En valorisant Noé, individu perdu dans la masse des humains, Dieu invente la bonté.

Chercher l’étincelle de bien

Genèse 6.5 à 22

Mais aux yeux de Dieu, l’humanité était pourrie : partout ce n’était que violence (Verset 11).

Si la Bible ne fait pas de l’humain l’origine du péché, il n’en demeure pas moins à la fois victime et acteur de la violence. L’humain se laisse bien souvent dominer par le péché, comme l’affirme la destinée de Caïn. Dans notre verset Dieu jette un regard plus que critique sur l’humanité.

Ce sont bien les comportements des humains entre eux qui sont à l’origine du courroux divin, pas du tout les comportements des humains vis à vis de Dieu. Infidélités, idolâtries, blasphèmes, tout ce que les humains imaginent comme conduites hostiles à Dieu ne semble pas aiguiser sa colère.

Non, ce sont bien les attitudes des humains entre eux, qui déplaisent profondément au Créateur. Mais Dieu trouvera une solution. Il y avait un homme juste au milieu de tout cela. Oui il faut parfois chercher avec patience la petite étincelle de bien qui existe partout dans le monde. Dieu a eu cette patience, même si, à ses yeux, l’humanité était pourrie.


Générosités contre dureté

Genèse 7.1 à 16

 Prends avec toi sept couples de chaque sortes d’animaux purs, mais un couple seulement de chaque sorte d’animaux impurs (Verset 2).

La distinction entre les animaux purs et impurs semble curieuse à notre époque. Nous le savons de nos jours : chaque espèce participe au cycle du vivant et elles contribuent toutes à la biodiversité. Mais du temps de Noé, le souci écologique n’était pas de mise. Alors pourquoi cette distinction ? D’autant plus que le chiffre sept a, dans la Bible, une grande valeur symbolique.

Les animaux purs symbolisent sans doute tout ce que nous percevons comme positif dans la création et les impurs le négatif à l’œuvre dans ce monde, voire dans nos existences. Ce texte tout en affirmant le souci de Dieu pour la diversité des espèces, a une portée symbolique beaucoup plus grande. Selon ce verset, les générosités de ce monde sont bien plus nombreuses que ses duretés.

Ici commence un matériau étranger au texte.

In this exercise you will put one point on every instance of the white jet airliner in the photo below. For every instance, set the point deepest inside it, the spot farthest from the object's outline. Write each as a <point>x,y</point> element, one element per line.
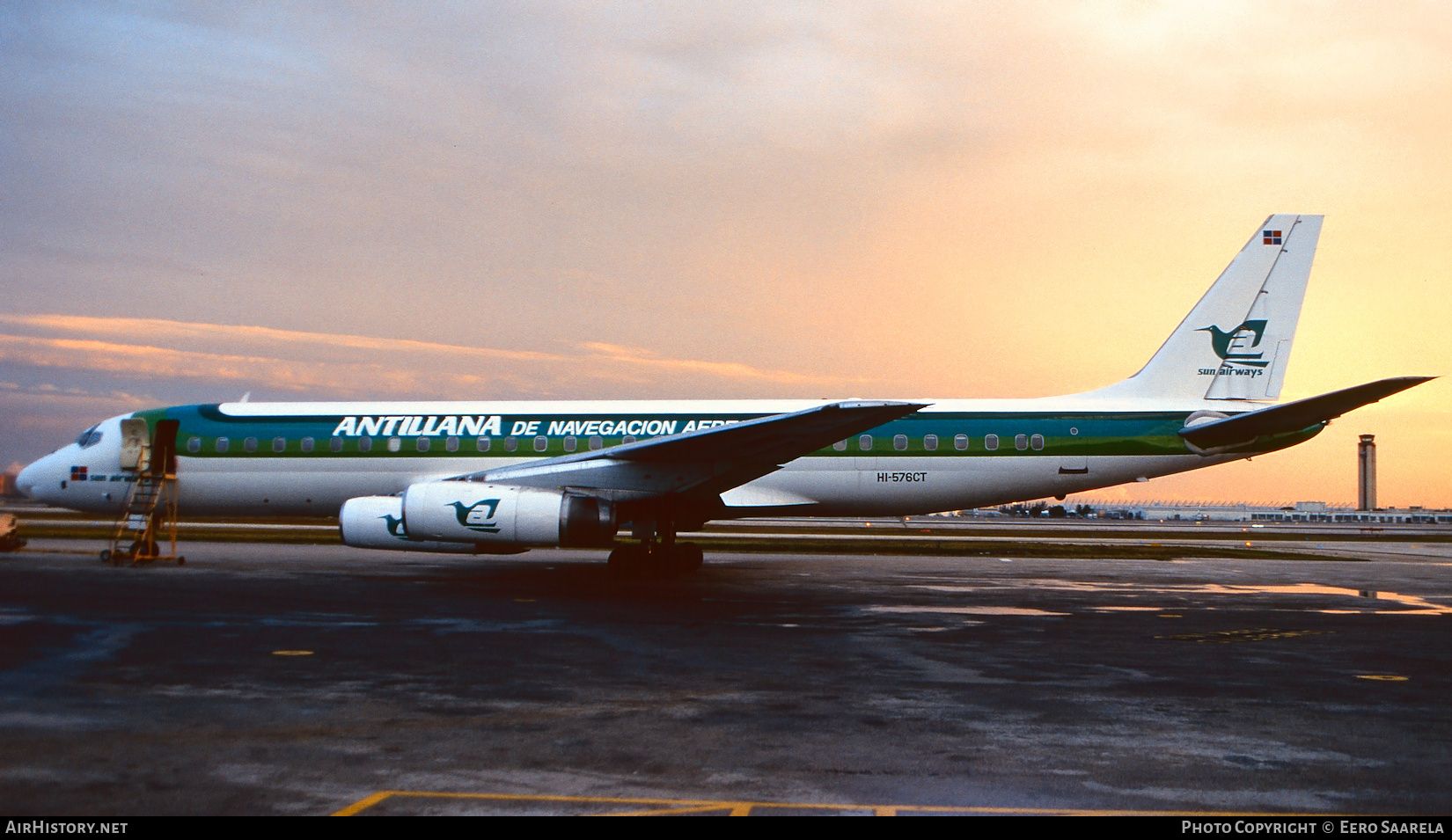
<point>500,478</point>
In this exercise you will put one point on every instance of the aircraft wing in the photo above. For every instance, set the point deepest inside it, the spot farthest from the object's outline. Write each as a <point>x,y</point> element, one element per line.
<point>1294,417</point>
<point>708,460</point>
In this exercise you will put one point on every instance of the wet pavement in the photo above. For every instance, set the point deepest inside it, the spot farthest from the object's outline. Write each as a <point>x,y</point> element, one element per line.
<point>303,679</point>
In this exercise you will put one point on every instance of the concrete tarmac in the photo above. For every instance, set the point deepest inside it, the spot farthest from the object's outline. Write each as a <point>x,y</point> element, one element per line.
<point>299,679</point>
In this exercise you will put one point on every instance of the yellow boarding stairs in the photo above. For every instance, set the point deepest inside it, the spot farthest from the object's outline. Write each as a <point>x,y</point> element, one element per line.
<point>149,521</point>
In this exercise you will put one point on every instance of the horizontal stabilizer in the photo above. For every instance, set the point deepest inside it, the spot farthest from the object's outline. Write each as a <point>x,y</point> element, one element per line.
<point>1294,417</point>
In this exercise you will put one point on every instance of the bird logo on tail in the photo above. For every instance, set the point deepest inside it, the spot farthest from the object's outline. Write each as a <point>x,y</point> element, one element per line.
<point>1223,341</point>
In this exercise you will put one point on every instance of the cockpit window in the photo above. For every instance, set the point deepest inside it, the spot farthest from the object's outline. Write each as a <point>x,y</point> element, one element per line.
<point>89,438</point>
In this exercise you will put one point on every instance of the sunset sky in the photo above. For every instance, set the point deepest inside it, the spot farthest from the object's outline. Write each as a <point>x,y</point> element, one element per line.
<point>716,201</point>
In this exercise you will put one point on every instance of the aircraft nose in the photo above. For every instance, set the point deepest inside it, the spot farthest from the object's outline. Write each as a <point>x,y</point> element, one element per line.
<point>25,482</point>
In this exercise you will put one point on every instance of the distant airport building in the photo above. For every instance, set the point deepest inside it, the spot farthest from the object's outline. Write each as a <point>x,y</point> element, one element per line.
<point>1367,473</point>
<point>1181,511</point>
<point>1168,511</point>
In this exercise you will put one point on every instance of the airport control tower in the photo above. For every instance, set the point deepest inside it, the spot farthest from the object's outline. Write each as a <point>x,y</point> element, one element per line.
<point>1367,473</point>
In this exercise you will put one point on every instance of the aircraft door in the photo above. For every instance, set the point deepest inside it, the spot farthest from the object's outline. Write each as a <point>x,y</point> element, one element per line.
<point>134,442</point>
<point>165,449</point>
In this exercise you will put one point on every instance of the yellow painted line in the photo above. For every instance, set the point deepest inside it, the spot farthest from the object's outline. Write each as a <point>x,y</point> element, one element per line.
<point>739,808</point>
<point>364,802</point>
<point>672,811</point>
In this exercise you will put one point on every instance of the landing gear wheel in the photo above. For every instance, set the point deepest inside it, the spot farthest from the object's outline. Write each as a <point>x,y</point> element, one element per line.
<point>664,562</point>
<point>627,562</point>
<point>688,558</point>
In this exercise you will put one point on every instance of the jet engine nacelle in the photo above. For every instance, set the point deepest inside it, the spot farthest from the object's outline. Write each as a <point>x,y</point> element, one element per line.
<point>506,515</point>
<point>378,522</point>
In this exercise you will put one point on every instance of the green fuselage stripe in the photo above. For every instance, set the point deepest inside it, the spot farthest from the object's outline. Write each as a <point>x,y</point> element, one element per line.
<point>1061,434</point>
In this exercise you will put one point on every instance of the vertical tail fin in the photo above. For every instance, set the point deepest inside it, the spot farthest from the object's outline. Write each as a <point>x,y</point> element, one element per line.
<point>1236,343</point>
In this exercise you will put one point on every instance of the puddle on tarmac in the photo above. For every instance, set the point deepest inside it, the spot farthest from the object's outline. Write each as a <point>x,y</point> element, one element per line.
<point>967,610</point>
<point>1367,598</point>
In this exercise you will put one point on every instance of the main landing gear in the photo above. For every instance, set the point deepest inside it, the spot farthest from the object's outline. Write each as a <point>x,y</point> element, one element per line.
<point>655,560</point>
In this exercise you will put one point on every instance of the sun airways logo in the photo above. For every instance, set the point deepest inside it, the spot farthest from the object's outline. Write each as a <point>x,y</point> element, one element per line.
<point>477,517</point>
<point>1226,344</point>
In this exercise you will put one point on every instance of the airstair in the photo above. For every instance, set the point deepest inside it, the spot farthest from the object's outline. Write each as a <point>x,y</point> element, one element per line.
<point>149,520</point>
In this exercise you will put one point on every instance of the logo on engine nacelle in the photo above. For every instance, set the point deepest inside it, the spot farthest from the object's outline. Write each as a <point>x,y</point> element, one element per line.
<point>395,527</point>
<point>477,517</point>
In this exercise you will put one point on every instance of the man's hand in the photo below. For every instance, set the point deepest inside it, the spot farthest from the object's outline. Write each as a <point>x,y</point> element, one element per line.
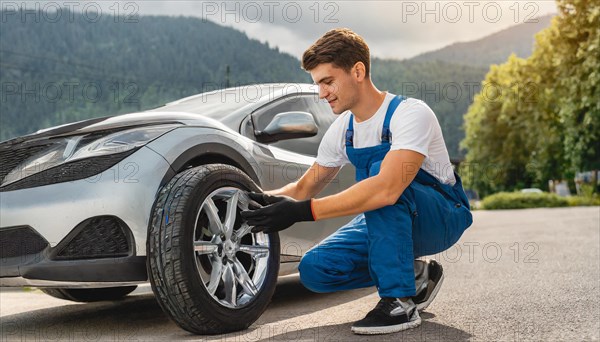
<point>278,213</point>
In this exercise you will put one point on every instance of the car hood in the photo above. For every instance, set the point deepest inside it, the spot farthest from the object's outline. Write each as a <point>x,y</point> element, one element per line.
<point>125,121</point>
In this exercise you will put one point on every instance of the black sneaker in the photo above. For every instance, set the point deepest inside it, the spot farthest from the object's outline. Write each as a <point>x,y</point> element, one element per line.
<point>389,316</point>
<point>431,279</point>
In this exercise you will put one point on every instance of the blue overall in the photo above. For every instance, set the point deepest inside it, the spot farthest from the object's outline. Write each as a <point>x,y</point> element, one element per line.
<point>379,247</point>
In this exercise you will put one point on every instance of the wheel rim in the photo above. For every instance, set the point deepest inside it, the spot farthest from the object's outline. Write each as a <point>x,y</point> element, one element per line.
<point>231,260</point>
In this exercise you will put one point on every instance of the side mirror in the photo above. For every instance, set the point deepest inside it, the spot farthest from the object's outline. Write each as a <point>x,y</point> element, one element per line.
<point>288,125</point>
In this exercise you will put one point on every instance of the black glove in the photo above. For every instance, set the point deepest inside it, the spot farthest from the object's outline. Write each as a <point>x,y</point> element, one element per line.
<point>278,213</point>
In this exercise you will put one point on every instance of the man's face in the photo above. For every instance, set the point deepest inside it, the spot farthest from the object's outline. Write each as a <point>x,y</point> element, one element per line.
<point>336,86</point>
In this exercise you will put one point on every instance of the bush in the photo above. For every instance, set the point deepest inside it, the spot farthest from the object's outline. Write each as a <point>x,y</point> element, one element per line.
<point>577,201</point>
<point>518,200</point>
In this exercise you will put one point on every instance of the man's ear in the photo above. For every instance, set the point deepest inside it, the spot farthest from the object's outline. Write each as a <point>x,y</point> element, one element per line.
<point>358,71</point>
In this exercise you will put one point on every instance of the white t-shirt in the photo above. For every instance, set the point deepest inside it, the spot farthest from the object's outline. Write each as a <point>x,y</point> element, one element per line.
<point>414,127</point>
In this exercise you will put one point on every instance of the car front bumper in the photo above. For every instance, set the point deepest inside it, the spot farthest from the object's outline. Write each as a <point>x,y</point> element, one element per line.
<point>125,193</point>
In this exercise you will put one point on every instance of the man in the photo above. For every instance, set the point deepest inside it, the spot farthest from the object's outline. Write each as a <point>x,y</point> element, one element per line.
<point>408,199</point>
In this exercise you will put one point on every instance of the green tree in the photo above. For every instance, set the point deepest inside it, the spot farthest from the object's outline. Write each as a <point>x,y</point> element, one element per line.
<point>546,123</point>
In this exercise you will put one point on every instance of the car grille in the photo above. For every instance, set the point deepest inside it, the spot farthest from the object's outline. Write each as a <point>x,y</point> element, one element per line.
<point>97,237</point>
<point>19,241</point>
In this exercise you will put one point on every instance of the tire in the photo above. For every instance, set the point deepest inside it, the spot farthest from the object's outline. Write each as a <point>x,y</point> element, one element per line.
<point>90,295</point>
<point>209,273</point>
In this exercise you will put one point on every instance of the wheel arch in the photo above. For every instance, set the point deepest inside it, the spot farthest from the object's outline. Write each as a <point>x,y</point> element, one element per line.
<point>210,153</point>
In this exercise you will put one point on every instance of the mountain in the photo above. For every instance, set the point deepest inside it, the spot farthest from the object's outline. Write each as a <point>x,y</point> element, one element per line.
<point>56,72</point>
<point>492,49</point>
<point>59,71</point>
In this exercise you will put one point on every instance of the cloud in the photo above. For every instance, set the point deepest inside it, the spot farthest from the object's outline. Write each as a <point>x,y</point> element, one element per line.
<point>393,29</point>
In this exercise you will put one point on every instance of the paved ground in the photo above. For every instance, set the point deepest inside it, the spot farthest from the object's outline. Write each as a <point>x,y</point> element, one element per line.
<point>524,275</point>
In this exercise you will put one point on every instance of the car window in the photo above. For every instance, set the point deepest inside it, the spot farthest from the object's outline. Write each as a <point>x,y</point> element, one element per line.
<point>319,109</point>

Oui, Dieu nous donne sept fois plus de choses heureuses que de choses malheureuses.

Dieu invente l’espoir

Genèse.7.11 à 24

Il reste seulement Noé et ceux qui sont avec lui dans le bateau (Verset 23b).

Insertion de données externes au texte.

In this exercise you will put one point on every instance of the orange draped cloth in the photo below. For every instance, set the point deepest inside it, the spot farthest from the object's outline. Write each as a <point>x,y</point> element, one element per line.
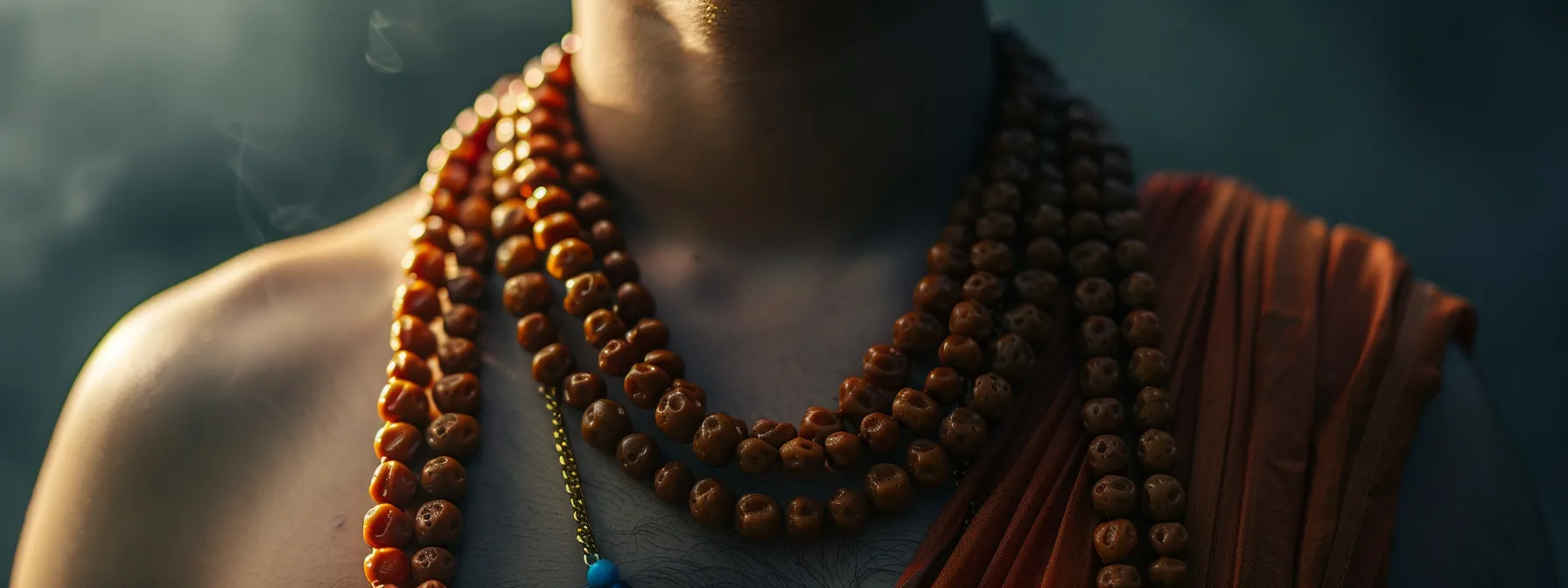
<point>1300,356</point>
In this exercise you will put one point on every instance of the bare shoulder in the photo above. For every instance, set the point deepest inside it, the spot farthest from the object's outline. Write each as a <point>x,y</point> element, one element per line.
<point>193,402</point>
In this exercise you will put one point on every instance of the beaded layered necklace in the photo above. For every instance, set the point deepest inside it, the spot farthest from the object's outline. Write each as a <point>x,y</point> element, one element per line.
<point>1049,204</point>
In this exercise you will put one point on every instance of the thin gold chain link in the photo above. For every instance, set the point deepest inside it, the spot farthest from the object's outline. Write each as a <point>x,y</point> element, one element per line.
<point>574,482</point>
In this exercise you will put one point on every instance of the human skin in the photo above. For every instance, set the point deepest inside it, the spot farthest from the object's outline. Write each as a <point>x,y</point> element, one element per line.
<point>780,168</point>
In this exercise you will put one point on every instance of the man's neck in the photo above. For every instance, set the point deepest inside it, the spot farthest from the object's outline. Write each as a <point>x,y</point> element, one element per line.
<point>760,124</point>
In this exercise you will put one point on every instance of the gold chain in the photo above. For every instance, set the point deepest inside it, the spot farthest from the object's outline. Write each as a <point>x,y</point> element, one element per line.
<point>574,482</point>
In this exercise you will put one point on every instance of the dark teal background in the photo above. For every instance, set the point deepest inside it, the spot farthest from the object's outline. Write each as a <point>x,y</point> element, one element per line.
<point>146,140</point>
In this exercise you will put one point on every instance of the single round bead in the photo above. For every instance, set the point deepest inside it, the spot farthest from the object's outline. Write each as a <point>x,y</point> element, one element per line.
<point>603,574</point>
<point>397,441</point>
<point>386,566</point>
<point>1164,499</point>
<point>756,457</point>
<point>461,320</point>
<point>678,416</point>
<point>411,334</point>
<point>394,483</point>
<point>963,433</point>
<point>758,516</point>
<point>776,435</point>
<point>1012,358</point>
<point>1093,295</point>
<point>587,292</point>
<point>849,508</point>
<point>803,520</point>
<point>427,262</point>
<point>1114,496</point>
<point>620,267</point>
<point>617,358</point>
<point>607,237</point>
<point>916,332</point>
<point>403,400</point>
<point>991,396</point>
<point>710,502</point>
<point>1168,572</point>
<point>667,361</point>
<point>388,526</point>
<point>453,435</point>
<point>410,368</point>
<point>944,384</point>
<point>1168,538</point>
<point>843,451</point>
<point>593,207</point>
<point>1090,259</point>
<point>1116,540</point>
<point>1138,290</point>
<point>544,201</point>
<point>888,488</point>
<point>971,318</point>
<point>433,231</point>
<point>634,303</point>
<point>928,463</point>
<point>1118,576</point>
<point>417,298</point>
<point>916,411</point>
<point>639,455</point>
<point>1046,221</point>
<point>1098,336</point>
<point>948,259</point>
<point>510,218</point>
<point>1142,328</point>
<point>985,287</point>
<point>673,483</point>
<point>552,364</point>
<point>458,354</point>
<point>648,334</point>
<point>819,424</point>
<point>514,256</point>
<point>582,389</point>
<point>885,366</point>
<point>444,477</point>
<point>1158,451</point>
<point>1100,378</point>
<point>458,392</point>
<point>1134,256</point>
<point>962,354</point>
<point>645,384</point>
<point>802,455</point>
<point>1102,416</point>
<point>526,294</point>
<point>1153,408</point>
<point>1027,322</point>
<point>433,565</point>
<point>1108,453</point>
<point>858,397</point>
<point>1037,287</point>
<point>996,226</point>
<point>604,424</point>
<point>554,228</point>
<point>936,295</point>
<point>570,257</point>
<point>438,522</point>
<point>1148,366</point>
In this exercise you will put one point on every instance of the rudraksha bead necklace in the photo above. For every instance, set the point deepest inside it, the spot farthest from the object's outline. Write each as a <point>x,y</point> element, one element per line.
<point>1051,203</point>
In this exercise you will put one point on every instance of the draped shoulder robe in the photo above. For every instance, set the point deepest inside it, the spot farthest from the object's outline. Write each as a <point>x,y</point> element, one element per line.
<point>1300,358</point>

Dieu est têtu. Il veut réellement sauver la vie coûte que coûte. Voici 18 versets (du 6 au 24) qui décrivent la destruction totale de la vie terrestre. Tout y est noir : les eaux souterraines comme celles du ciel se répandent et détruisent tout sur leur passage. Notre époque connaît, grâce aux médias, la manière dont inondations et tsunamis peuvent tout détruire sur leur passage. Nous pouvons donc bien percevoir les dégâts qu’auraient pu causer le tsunami radical décrit par la Bible.

Les quelques mots tapis à la fin du verset 23 détonnent complètement par rapport à la tonalité générale de ce passage. Le contraste n’en est que plus saisissant. Ce récit fait penser à ces photos qui montrent une petite fleur se frayant un passage dans un univers totalement bétonné.

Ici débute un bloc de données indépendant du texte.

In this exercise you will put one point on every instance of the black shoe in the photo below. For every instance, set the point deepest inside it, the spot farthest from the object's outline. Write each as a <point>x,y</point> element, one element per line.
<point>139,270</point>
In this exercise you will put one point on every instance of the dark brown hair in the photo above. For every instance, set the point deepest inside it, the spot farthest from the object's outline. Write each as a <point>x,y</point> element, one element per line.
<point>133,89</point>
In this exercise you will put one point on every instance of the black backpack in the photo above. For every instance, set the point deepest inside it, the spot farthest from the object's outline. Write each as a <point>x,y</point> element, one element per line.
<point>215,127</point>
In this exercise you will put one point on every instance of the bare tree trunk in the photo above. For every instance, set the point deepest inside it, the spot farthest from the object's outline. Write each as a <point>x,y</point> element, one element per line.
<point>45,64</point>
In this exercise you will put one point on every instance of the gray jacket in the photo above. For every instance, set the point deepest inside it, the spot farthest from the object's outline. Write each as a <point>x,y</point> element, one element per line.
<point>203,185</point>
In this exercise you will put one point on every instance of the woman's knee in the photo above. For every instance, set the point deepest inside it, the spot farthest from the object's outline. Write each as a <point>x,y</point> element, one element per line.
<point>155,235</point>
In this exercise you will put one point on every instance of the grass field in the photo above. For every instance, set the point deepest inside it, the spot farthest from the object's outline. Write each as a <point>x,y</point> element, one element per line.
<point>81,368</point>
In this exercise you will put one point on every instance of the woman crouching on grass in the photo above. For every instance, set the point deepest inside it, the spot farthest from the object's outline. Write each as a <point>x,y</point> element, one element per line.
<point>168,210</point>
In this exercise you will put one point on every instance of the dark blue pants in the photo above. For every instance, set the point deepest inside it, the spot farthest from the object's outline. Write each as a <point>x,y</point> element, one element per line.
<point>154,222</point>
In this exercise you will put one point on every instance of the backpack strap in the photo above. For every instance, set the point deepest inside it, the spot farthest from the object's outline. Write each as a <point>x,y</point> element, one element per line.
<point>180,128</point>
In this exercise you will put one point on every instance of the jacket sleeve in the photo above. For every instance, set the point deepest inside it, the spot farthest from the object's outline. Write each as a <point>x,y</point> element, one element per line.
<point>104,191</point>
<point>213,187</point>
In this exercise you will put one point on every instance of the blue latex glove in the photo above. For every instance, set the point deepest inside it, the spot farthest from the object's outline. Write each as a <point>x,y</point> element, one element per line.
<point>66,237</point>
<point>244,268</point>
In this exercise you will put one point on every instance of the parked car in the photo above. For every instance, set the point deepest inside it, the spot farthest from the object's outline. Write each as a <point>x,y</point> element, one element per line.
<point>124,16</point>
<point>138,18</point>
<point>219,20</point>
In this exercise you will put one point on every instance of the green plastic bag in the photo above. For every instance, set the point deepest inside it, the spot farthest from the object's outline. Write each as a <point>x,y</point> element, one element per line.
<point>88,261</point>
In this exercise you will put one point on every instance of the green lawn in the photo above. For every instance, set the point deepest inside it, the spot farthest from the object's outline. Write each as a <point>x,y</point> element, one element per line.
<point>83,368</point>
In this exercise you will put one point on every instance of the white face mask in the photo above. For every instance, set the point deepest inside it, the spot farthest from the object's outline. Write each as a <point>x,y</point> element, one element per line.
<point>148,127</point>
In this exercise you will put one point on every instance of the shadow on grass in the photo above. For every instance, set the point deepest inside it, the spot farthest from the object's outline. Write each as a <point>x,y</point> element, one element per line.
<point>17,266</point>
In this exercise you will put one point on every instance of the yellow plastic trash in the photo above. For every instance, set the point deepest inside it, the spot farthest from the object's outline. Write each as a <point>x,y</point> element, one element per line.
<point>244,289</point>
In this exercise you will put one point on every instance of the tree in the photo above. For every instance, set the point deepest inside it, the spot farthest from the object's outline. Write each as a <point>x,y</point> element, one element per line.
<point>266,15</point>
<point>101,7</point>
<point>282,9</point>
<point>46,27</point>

Un petit signe positif dans un environnement en apparence entièrement négatif.

Ce jour-là Dieu a inventé l’espoir.

Valoriser le bien ne supprime pas le mal mais c’est à notre portée et nous contribuons ainsi à l’œuvre de Dieu.

Dieu invente la paix

Genèse 8.1 à 12

Vers le soir [la colombe] revient auprès de Noé. Dans son bec, elle tient une jeune tige d’olivier (Verset 11a).

La colombe avec le rameau constitue un symbole de paix universellement connu même dans les milieux peu au fait avec la culture biblique. En fait, il s’agit d’une promesse de paix, un signe de paix, un horizon vers lequel tendre car Noé n’a pas encore vu la terre ferme. Mais la paix est justement sans doute davantage un horizon vers lequel se diriger qu’un lieu que nous pouvons atteindre avec nos humaines manières.

Ce récit possède la même structure que celui de Caïn et Abel : une situation initiale, avec la terre et ses habitants. Puis se noue le drame : la violence envahit le monde. L’humanité subit les conséquences de son attitude.  Mais Dieu refuse de répondre par une violence absolue à cette situation désespérante.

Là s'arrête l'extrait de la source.